During a walk, on a cool April afternoon, my friend Alison and I saw smoke billowing out of a building. We crossed the road, went for a look, and found Leonard sitting in a metal chair while his partner Dorrence stoked the wood fire under the boiling and filtering machine.

The room was filled with the smell of sugar. Leonard and Dorrence had been up since 4:30 making the last batch of maple syrup. Their efforts would yield about 40 gallons of the stuff. Leonard said it had been a tough year. The unpredictability of climate change was challenging their total output; thankfully, it had no effect on the finished product’s quality.

After the flannel-shirted Dorrence gave us a tour of the machinery, Leonard got off his chair, opened a nearby spigot, and gave us each a sample in a small plastic cup. The clear amber liquid was one of the most delicious sensations that I’d ever had. Sweet but not cloyingly so, with aromatic tones of the Maine woods.

We licked our cups clean.

Leonard regaled us with the benefits of maple syrup as a substitute for sugar and honey. He prescribed drinking ¼ cup a day because it’s full of antioxidants. It’s also a good source of zinc and manganese, beneficial for the immune system. Maple syrup is also source of phosphorus, sodium, potassium and other vitamins.
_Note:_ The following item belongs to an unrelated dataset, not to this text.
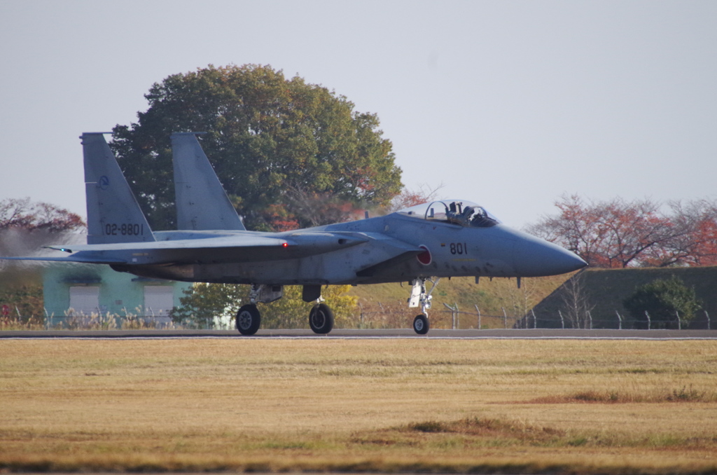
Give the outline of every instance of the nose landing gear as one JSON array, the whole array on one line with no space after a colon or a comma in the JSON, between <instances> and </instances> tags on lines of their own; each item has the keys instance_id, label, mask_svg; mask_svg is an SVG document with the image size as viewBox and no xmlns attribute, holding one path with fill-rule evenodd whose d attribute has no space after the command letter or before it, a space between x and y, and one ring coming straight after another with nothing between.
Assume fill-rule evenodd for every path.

I thought of other powerful nectars. The Greek Gods had their ambrosia and they fought hard to keep it from the mortals. And, for millennia yogis have been searching for amrita, the elixir of immortality. The angels and the demons churned the milky ocean to receive its gifts.

In tantric literature the bindu visarga is “said to be the place where the moon resides and when it is full it sheds its nectar or ambrosial fluid down to permeate the entire body, just and the external moon pours light over the surface of the earth at the time of the full moon.”*

In his translation of the Khecarividya of Adinatha, scholar James Mallinson says that khechari mudra lets the “top of the tongue” point upwards “in order to lick at the amrita.

The Brihadarnanyaka Upanishad contains the Pavamana Mantra. It is ancient and oft-repeated. The last line is, mṛtyor mā amṛtaṃ gamaya , a translation of which can be lead me from death to the elixir of immortality.

The week before our visit, Leonard, his wife Rena and Dorrence hosted Maple Sunday, making 60 syrup-frosted donuts for friends. It was easy to see them as Pan-like creatures tempting their neighbors with an easy way to sample their homemade amrita. Since it was so much less painful than taking khechari mudra, where you cut the base of your tongue to receive the elixir, Alison and I bought several cases of the stuff.